Alternative Histories of Computer Music: CSIRAC


Session Title:

  • Latin American Forum #1: Alternative History of Computer Music

Presentation Title:

  • Alternative Histories of Computer Music: CSIRAC




  • Panel: Latin American Forum #1: Alternative History of Computer Music

    Computer music is the great musical adventure of the 20th and 21st centuries, even if it has always been a rather poorly-defined concept. Obviously it has something to do with computers and it has something to do with music. The question of why someone would want to use a computer for music was first asked (in print) in 1959 by Lejaren Hiller. Now, the use of computers for music production and reproduction is ubiquitous, for artists and consumers, so many others must have asked that question. For artists, computer music may still retain the aura of a separate field of academic or artistic endeavour. For consumers, the use of computers in music is a daily fact of life. The path that led to this usage is the result of many very small steps that were neither coordinated nor goal-oriented – steps that were not labelled as scientific, consumer-oriented, or artistic. Ideas concerning timbre creation, experimental music, complex compositional systems, musical instrument design, and the enthralling power of a computation machine all contributed to a climate where something called “computer music” was created. Based on these ideas, an historical narrative could be produced, joining all of these activities in a compelling story of inevitable advances.
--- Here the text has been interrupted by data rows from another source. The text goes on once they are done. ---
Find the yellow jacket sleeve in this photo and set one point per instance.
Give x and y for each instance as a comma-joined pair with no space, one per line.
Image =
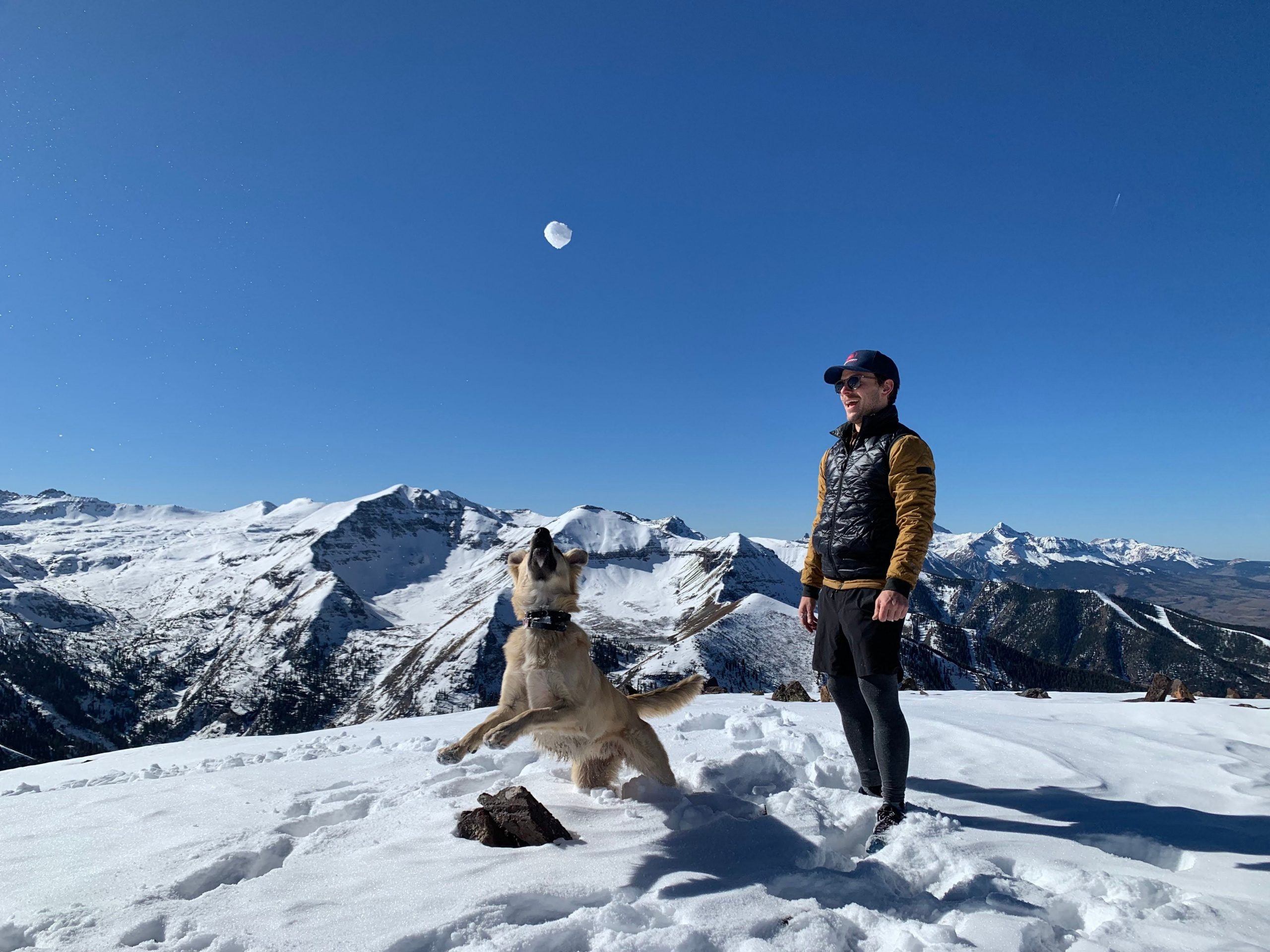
912,486
812,577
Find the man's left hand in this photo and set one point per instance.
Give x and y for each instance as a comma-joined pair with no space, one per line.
890,607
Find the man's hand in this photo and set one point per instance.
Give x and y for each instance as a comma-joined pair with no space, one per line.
807,612
889,607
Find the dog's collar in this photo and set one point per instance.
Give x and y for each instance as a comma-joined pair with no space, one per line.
548,620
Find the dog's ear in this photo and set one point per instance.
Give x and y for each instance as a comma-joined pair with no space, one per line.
513,561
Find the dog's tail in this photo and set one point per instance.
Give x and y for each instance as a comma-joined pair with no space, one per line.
668,700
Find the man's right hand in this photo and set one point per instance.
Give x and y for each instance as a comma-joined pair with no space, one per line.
807,613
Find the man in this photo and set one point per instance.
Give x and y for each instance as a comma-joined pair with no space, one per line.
874,518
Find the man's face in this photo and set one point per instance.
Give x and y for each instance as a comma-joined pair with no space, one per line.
868,398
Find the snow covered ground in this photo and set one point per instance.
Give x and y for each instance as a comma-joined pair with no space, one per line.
1079,823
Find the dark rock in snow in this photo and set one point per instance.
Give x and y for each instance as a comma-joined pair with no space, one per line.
713,687
479,826
1178,691
511,818
1160,686
794,691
Perhaps an equally viable narrative would be the chronicle of engineering achievements that accidentally became musically useful. Digital computers are another example. In the case of CSIRAC, the hooter circuit could be added to this list, as having a loudspeaker driven by pulses allowed people with skill and imagination to make musical experiments. The technical challenges faced by all pioneers of computer music were enormous and difficult to comprehend today. Surmounting these challenges was a contribution to what is now a dominant musical activity. An artistic history might discount some of the initial ‘buzzes and squawks’ as musically irrelevant. But a history cognisant of the current artistic, scientific, and consumer-oriented reality, should take note of the effort and dedication that now can be seen as a piece of the overall puzzle, part of the grand musical adventure of the Twentieth Century: the use of computers in music.